Ariela Gross

Ariela Gross

Email: grossa@law.ucla.edu

Biography

Ariela J. Gross is Distinguished Professor of Law and History at the University of California – Los Angeles. She was previously the John B. and Alice R. Sharp Professor of Law and History and Co-Director of the Center for Law, History, and Culture at the University of Southern California. Her most recent book, co-authored with Alejandro de La Fuente, Becoming Free, Becoming Black: Race, Freedom, and Law in Cuba, Virginia, and Louisiana (Cambridge UP, 2020), was the winner of the 2021 Order of the Coif Award for the best book on law, and the John Philip Reid Award for the best book in Anglo-American legal history from the American Society for Legal History. Her book What Blood Won’t Tell: A History of Race on Trial in America (Harvard UP 2008), was winner of the James Willard Hurst Prize from the Law and Society Association, the Lillian Smith Award for the best book on the U.S. South and the struggle for racial justice, the American Political Science Association’s Best Book on Race, Ethnicity, and Politics, and a Choice Outstanding Academic Title. Gross is also the author of Double Character: Slavery and Mastery in the Antebellum Southern Courtroom(Princeton UP 2000).

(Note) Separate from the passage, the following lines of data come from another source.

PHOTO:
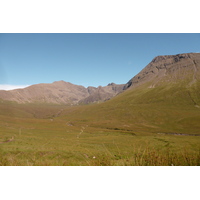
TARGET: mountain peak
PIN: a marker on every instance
(170, 68)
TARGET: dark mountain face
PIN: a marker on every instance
(171, 69)
(179, 72)
(61, 92)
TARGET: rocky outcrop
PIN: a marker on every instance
(61, 92)
(171, 68)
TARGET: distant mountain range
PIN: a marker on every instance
(61, 92)
(181, 71)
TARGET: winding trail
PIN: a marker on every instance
(10, 140)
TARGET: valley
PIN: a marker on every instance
(153, 120)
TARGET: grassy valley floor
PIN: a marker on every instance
(77, 136)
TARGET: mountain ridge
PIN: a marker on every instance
(180, 72)
(61, 92)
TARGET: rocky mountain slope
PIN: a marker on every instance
(165, 78)
(61, 92)
(170, 68)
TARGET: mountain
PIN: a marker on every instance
(169, 69)
(61, 92)
(163, 97)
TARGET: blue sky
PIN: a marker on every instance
(84, 59)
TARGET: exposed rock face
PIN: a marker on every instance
(170, 68)
(61, 92)
(102, 93)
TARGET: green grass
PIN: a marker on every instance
(122, 131)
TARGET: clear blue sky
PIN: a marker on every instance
(85, 59)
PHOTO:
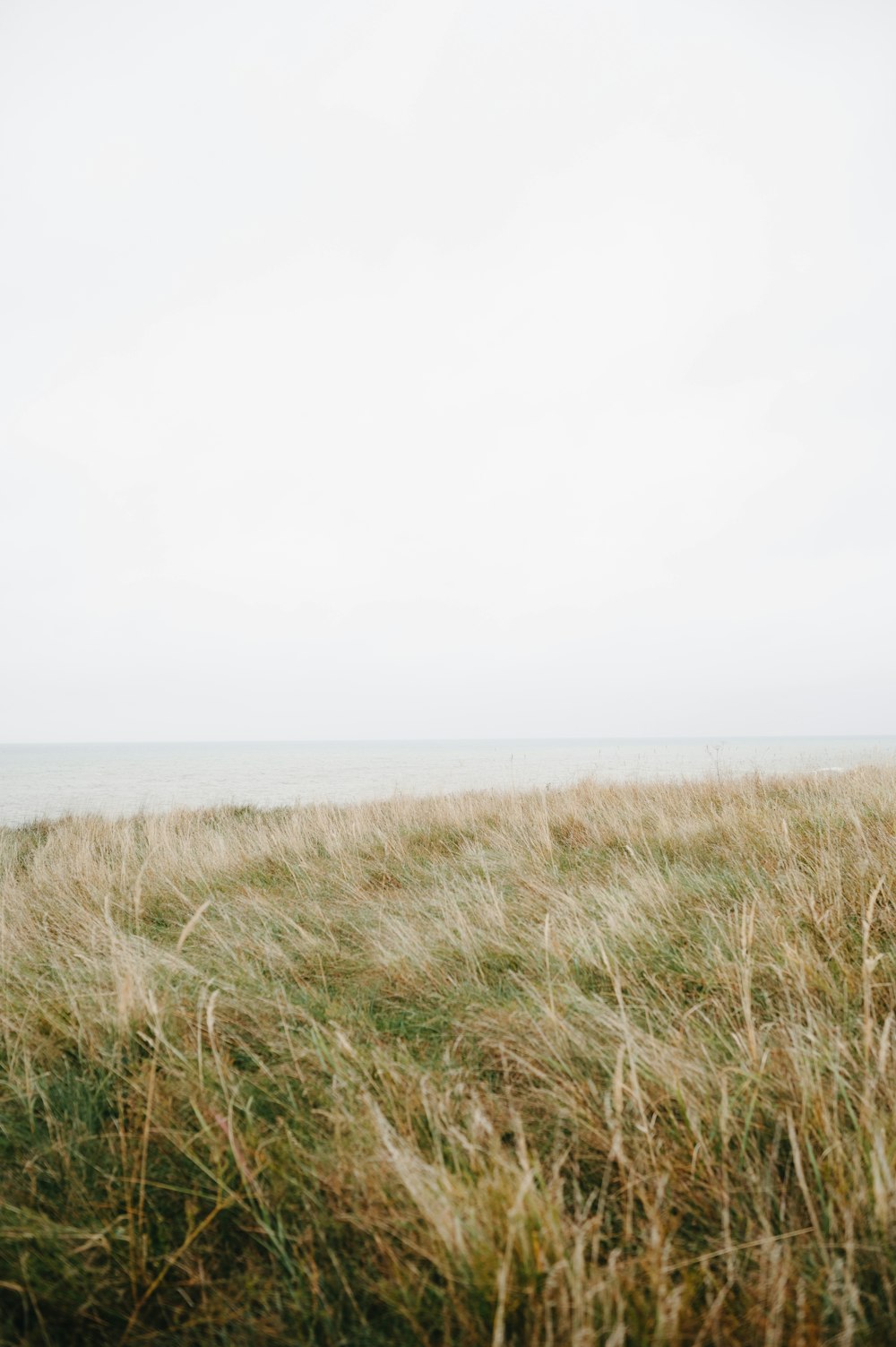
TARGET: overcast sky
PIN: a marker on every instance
(441, 368)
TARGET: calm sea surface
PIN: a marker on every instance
(45, 780)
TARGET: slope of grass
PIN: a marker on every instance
(590, 1066)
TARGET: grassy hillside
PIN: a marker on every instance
(593, 1066)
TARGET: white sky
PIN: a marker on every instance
(442, 368)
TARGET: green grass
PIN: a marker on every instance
(596, 1066)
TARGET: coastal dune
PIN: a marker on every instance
(601, 1065)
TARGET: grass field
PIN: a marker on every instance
(596, 1066)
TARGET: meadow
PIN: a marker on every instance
(590, 1066)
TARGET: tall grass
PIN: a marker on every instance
(573, 1067)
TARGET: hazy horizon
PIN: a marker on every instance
(415, 372)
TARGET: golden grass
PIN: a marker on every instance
(573, 1067)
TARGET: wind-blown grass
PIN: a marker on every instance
(590, 1066)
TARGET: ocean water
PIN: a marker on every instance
(46, 780)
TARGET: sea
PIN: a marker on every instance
(48, 780)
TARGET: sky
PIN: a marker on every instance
(433, 368)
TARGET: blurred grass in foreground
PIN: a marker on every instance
(591, 1066)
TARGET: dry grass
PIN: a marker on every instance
(591, 1066)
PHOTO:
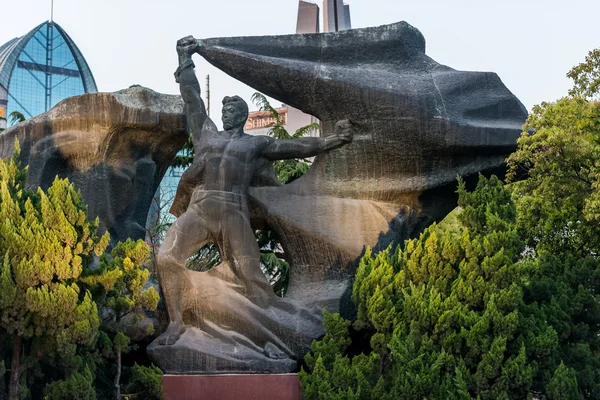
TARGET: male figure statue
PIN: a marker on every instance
(224, 165)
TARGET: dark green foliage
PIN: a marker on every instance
(563, 385)
(500, 301)
(79, 386)
(147, 380)
(444, 311)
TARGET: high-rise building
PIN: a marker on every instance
(336, 16)
(347, 19)
(308, 17)
(39, 69)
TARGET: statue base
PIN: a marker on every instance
(231, 387)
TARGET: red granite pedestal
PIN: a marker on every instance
(232, 387)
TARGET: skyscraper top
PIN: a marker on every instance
(308, 17)
(336, 16)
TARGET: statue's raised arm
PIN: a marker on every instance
(197, 118)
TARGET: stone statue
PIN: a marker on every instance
(416, 125)
(225, 164)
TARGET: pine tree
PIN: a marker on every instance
(45, 241)
(119, 289)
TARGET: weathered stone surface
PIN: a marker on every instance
(231, 387)
(417, 125)
(115, 147)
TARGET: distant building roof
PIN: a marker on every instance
(45, 51)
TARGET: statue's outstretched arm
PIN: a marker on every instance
(310, 146)
(197, 117)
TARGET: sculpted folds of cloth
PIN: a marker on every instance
(233, 303)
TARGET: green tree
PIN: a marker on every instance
(79, 386)
(119, 289)
(559, 210)
(45, 241)
(442, 312)
(501, 299)
(147, 380)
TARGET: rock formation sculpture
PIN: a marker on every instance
(115, 147)
(417, 125)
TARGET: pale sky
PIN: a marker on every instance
(530, 44)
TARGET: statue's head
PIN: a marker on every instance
(235, 112)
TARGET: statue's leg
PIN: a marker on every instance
(241, 251)
(186, 236)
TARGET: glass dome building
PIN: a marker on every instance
(40, 69)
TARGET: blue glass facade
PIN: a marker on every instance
(40, 69)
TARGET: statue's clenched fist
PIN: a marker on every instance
(344, 130)
(187, 46)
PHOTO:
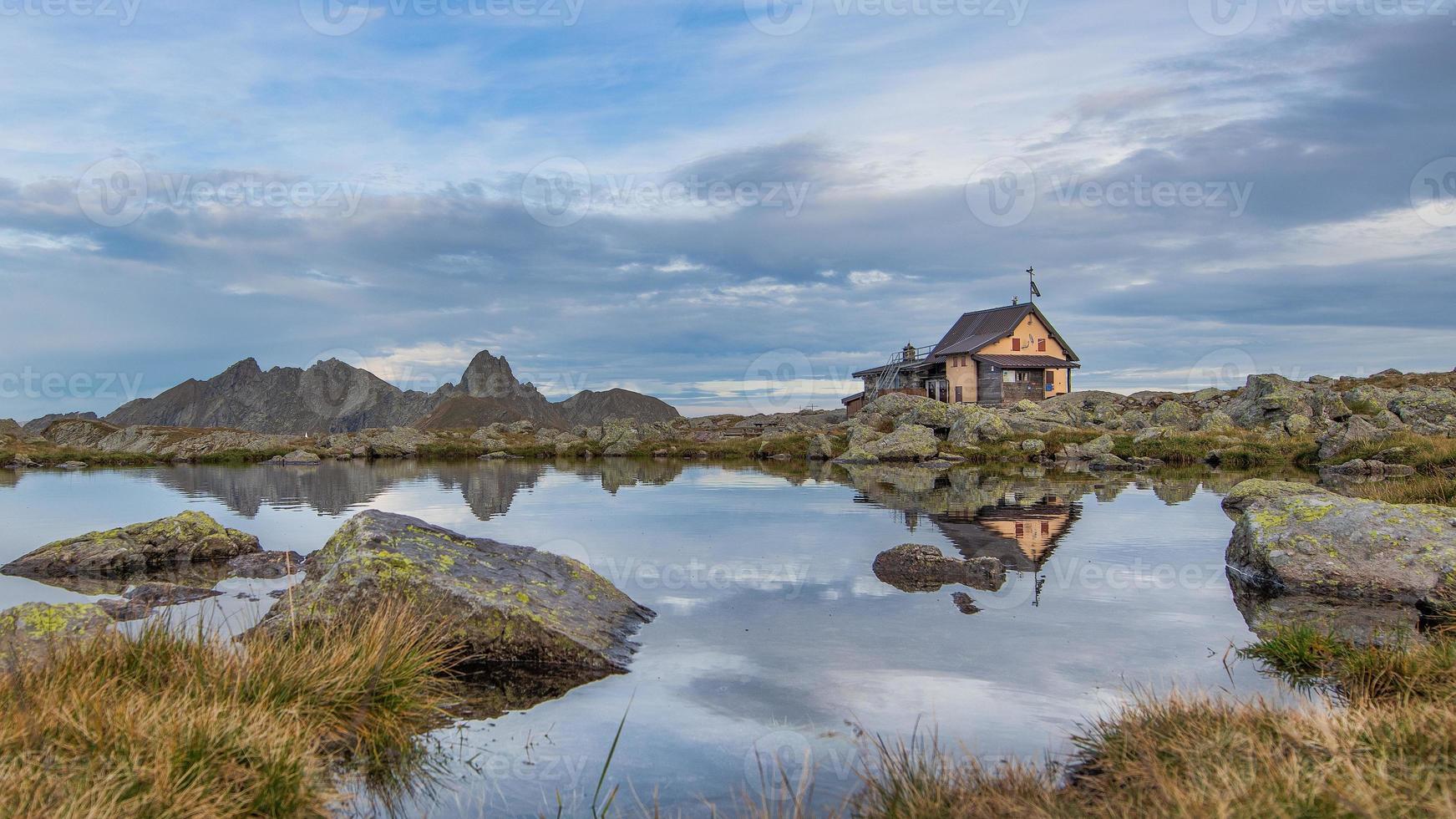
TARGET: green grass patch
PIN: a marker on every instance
(1426, 454)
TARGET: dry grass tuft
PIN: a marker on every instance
(168, 725)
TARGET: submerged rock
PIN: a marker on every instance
(191, 537)
(33, 628)
(964, 603)
(820, 448)
(916, 567)
(1354, 621)
(266, 564)
(299, 458)
(140, 601)
(1303, 538)
(501, 603)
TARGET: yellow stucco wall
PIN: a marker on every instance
(1030, 333)
(962, 376)
(1031, 329)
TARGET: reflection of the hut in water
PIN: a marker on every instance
(1012, 531)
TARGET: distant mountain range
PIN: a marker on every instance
(332, 397)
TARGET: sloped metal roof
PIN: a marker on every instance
(979, 328)
(1018, 362)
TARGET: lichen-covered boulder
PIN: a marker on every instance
(917, 567)
(29, 630)
(501, 603)
(895, 404)
(1174, 415)
(191, 537)
(1101, 445)
(821, 448)
(911, 442)
(1428, 411)
(1303, 538)
(140, 601)
(977, 425)
(1346, 435)
(1216, 421)
(935, 415)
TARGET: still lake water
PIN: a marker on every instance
(774, 636)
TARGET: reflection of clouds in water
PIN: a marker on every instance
(740, 654)
(871, 586)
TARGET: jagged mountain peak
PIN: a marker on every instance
(334, 395)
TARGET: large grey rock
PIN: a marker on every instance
(917, 567)
(1098, 446)
(977, 425)
(1269, 399)
(145, 598)
(591, 409)
(501, 603)
(165, 442)
(909, 442)
(31, 630)
(935, 415)
(302, 458)
(191, 537)
(820, 448)
(1309, 540)
(38, 426)
(619, 436)
(1174, 415)
(1426, 410)
(1346, 435)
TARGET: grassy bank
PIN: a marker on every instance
(168, 725)
(1433, 460)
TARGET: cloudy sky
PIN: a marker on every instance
(730, 205)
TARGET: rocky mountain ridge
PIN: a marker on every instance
(334, 397)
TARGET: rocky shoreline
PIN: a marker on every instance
(500, 603)
(1315, 420)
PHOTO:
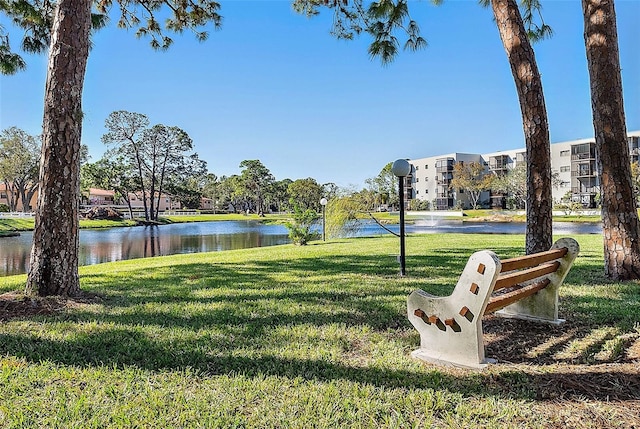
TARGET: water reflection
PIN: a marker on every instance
(98, 246)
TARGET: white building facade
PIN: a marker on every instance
(572, 162)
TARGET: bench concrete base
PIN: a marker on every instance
(450, 327)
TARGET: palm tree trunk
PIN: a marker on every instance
(619, 215)
(54, 255)
(539, 235)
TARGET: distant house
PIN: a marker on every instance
(206, 203)
(101, 197)
(5, 197)
(166, 202)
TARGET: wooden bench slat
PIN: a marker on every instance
(516, 277)
(501, 301)
(528, 261)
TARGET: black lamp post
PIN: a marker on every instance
(401, 168)
(323, 203)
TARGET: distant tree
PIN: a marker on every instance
(300, 226)
(307, 193)
(19, 164)
(230, 192)
(158, 155)
(280, 194)
(343, 213)
(473, 179)
(256, 180)
(211, 189)
(619, 212)
(514, 184)
(114, 171)
(385, 20)
(64, 26)
(168, 164)
(186, 179)
(385, 186)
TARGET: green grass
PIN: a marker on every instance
(291, 336)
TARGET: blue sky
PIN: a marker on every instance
(275, 86)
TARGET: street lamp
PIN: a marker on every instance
(400, 169)
(323, 203)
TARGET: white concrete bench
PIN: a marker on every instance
(525, 287)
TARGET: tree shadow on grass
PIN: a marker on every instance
(137, 350)
(239, 310)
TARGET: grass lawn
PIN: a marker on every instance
(314, 336)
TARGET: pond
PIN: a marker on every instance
(97, 246)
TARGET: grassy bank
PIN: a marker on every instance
(313, 336)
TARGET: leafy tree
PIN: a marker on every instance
(159, 155)
(472, 178)
(256, 181)
(619, 213)
(230, 192)
(112, 171)
(211, 189)
(384, 187)
(300, 228)
(166, 162)
(19, 163)
(280, 194)
(524, 69)
(513, 184)
(186, 180)
(306, 193)
(343, 211)
(65, 26)
(385, 19)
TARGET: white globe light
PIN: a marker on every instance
(401, 167)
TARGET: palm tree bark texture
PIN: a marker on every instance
(54, 255)
(539, 234)
(619, 213)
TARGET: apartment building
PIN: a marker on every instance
(573, 162)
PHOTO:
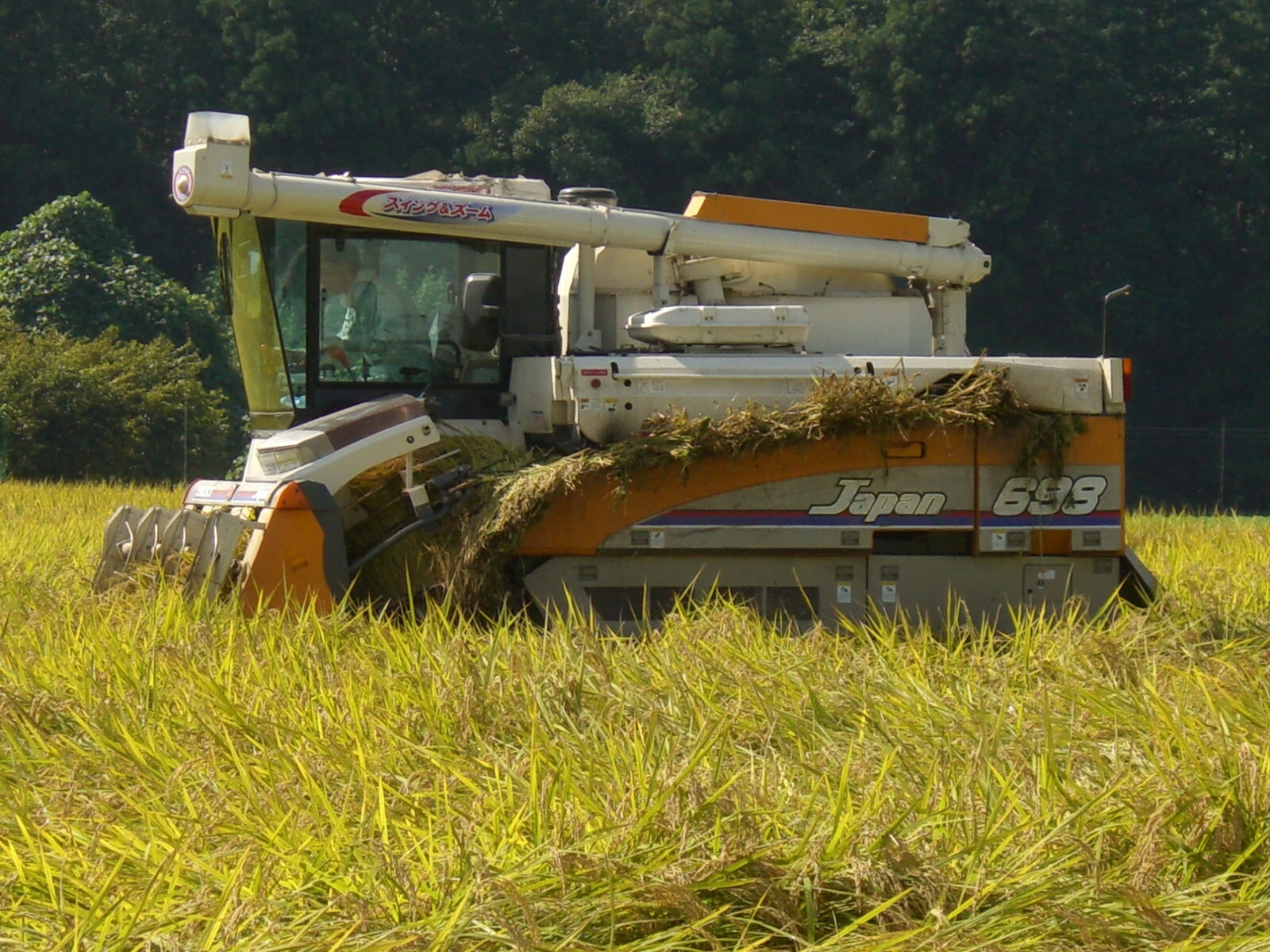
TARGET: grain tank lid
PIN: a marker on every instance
(829, 220)
(501, 187)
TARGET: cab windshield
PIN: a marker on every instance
(329, 317)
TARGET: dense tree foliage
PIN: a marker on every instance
(67, 267)
(106, 408)
(1090, 144)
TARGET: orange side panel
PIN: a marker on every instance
(799, 216)
(285, 562)
(577, 524)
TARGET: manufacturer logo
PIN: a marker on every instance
(854, 499)
(385, 203)
(1049, 495)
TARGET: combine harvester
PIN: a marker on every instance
(374, 317)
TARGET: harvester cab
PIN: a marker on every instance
(571, 323)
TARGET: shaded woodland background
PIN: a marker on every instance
(1089, 144)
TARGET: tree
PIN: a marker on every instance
(106, 408)
(67, 267)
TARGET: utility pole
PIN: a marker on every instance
(1221, 470)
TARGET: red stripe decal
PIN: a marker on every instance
(352, 205)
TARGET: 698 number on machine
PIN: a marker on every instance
(1049, 495)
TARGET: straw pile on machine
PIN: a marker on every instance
(467, 564)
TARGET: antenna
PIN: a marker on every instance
(1108, 298)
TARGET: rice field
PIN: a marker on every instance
(175, 777)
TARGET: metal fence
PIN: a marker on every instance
(1203, 469)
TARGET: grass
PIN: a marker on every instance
(175, 777)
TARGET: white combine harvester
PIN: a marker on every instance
(370, 314)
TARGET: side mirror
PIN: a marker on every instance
(483, 310)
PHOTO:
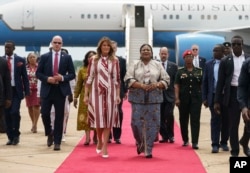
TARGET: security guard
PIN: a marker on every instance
(188, 98)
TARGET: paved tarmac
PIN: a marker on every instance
(32, 155)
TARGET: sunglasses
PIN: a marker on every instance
(57, 42)
(234, 44)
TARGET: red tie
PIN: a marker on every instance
(9, 64)
(55, 64)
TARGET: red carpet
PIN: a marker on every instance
(123, 158)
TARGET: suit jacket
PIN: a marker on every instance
(6, 82)
(45, 70)
(225, 76)
(123, 69)
(168, 94)
(21, 77)
(208, 82)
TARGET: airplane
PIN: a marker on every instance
(175, 24)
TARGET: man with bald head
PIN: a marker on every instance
(55, 70)
(167, 106)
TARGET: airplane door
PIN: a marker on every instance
(139, 16)
(28, 15)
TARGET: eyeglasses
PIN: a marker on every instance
(57, 42)
(234, 44)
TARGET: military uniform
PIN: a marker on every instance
(190, 101)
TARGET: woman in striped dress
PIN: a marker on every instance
(102, 93)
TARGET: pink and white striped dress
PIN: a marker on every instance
(104, 78)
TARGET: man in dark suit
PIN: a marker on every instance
(218, 123)
(6, 92)
(198, 61)
(19, 86)
(167, 106)
(229, 71)
(55, 70)
(123, 95)
(243, 94)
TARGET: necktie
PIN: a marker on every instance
(9, 64)
(55, 64)
(163, 65)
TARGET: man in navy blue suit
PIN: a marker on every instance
(5, 93)
(55, 70)
(218, 123)
(19, 86)
(167, 106)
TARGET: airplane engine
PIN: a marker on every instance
(205, 42)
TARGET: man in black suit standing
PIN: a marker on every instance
(6, 92)
(19, 86)
(218, 123)
(198, 61)
(243, 94)
(229, 71)
(55, 70)
(167, 106)
(123, 95)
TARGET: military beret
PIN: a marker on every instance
(186, 52)
(227, 44)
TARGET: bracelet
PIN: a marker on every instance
(141, 85)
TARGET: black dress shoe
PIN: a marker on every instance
(9, 142)
(245, 147)
(163, 141)
(171, 140)
(50, 140)
(117, 141)
(149, 156)
(57, 147)
(195, 146)
(15, 141)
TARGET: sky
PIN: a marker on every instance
(77, 53)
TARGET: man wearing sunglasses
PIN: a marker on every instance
(55, 70)
(229, 71)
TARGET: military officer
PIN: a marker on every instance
(188, 98)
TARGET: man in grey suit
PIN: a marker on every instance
(167, 106)
(55, 70)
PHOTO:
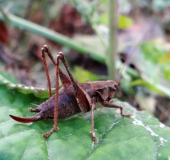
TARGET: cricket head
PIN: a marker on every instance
(105, 89)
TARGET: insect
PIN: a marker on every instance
(75, 97)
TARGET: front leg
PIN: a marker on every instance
(111, 105)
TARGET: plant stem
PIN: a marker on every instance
(50, 34)
(112, 48)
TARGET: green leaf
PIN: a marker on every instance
(138, 137)
(123, 21)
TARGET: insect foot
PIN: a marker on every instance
(127, 115)
(46, 135)
(93, 136)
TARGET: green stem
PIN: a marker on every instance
(49, 34)
(112, 49)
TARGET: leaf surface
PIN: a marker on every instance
(139, 137)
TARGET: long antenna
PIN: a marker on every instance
(132, 52)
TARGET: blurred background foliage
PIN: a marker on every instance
(84, 29)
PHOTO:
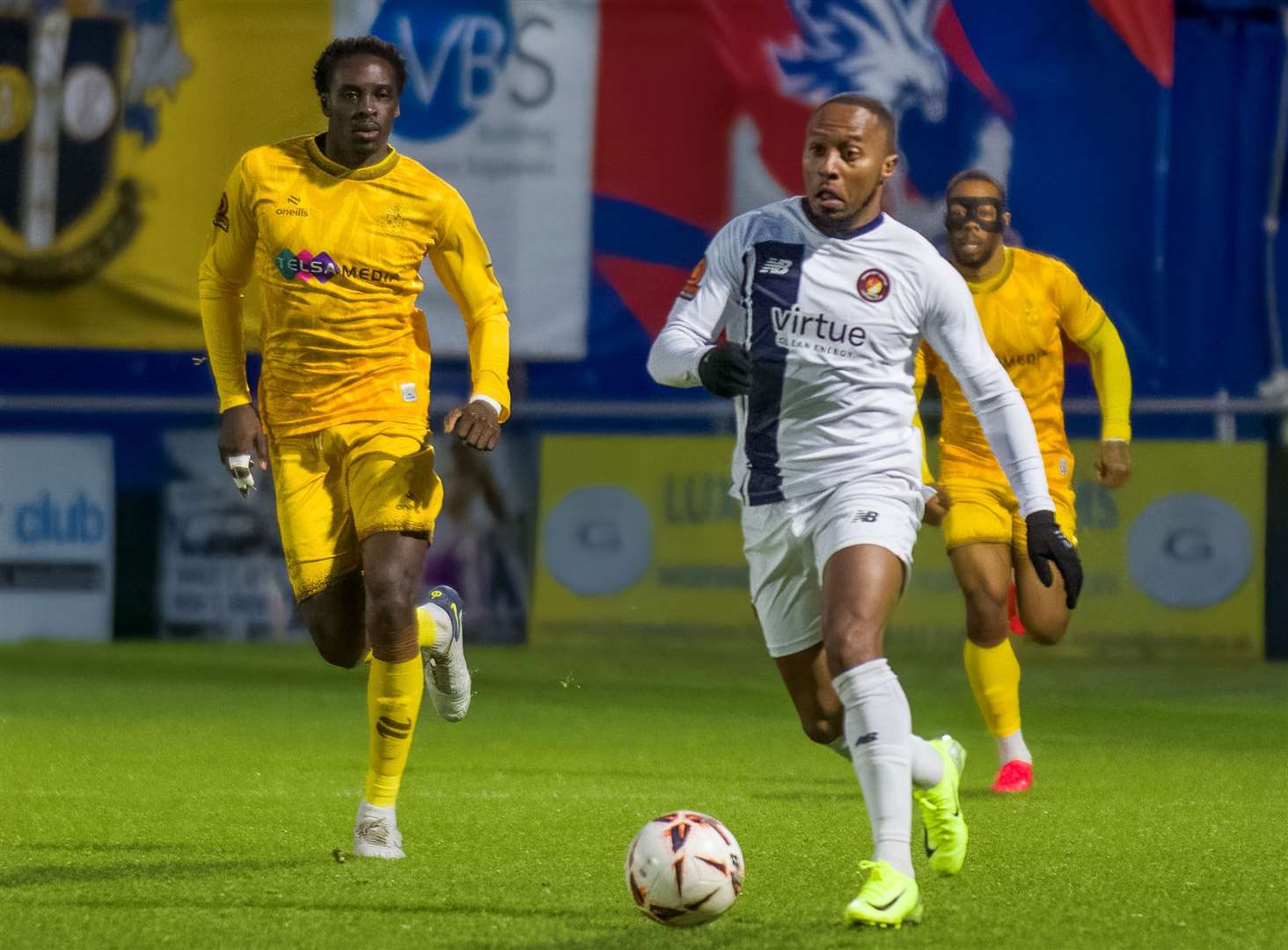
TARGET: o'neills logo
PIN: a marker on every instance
(874, 285)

Professor Gross is currently working on a book entitled Erasing Slavery: How Stories About Slavery and Freedom Shape Battles Over the Constitution, which is under contract to Beacon Press. She has published numerous law review articles and essays, and her op-eds have appeared in the Washington Post, LA Times, and the Wall Street Journal. She received her JD (Order of the Coif) and PhD in History from Stanford University, and has been a visiting professor at Stanford Law School, Tel Aviv University, the École des Hautes Études en Sciences Sociales, Kyoto University, Sciences Po, and the University of Paris. She has been a Guggenheim Fellow, a Harvard-Radcliffe Institute Joy Foundation Fellow, a Stanford Center for Advanced Study in the Behavioral Sciences Fellow, an ACLS Burkhardt Fellow, an ACLS Collaborative Research Fellow, an NEH Huntington Research Libraries Fellow, and winner of the Rutter Distinguished Teaching Award and the Mellon Mentoring Award at USC.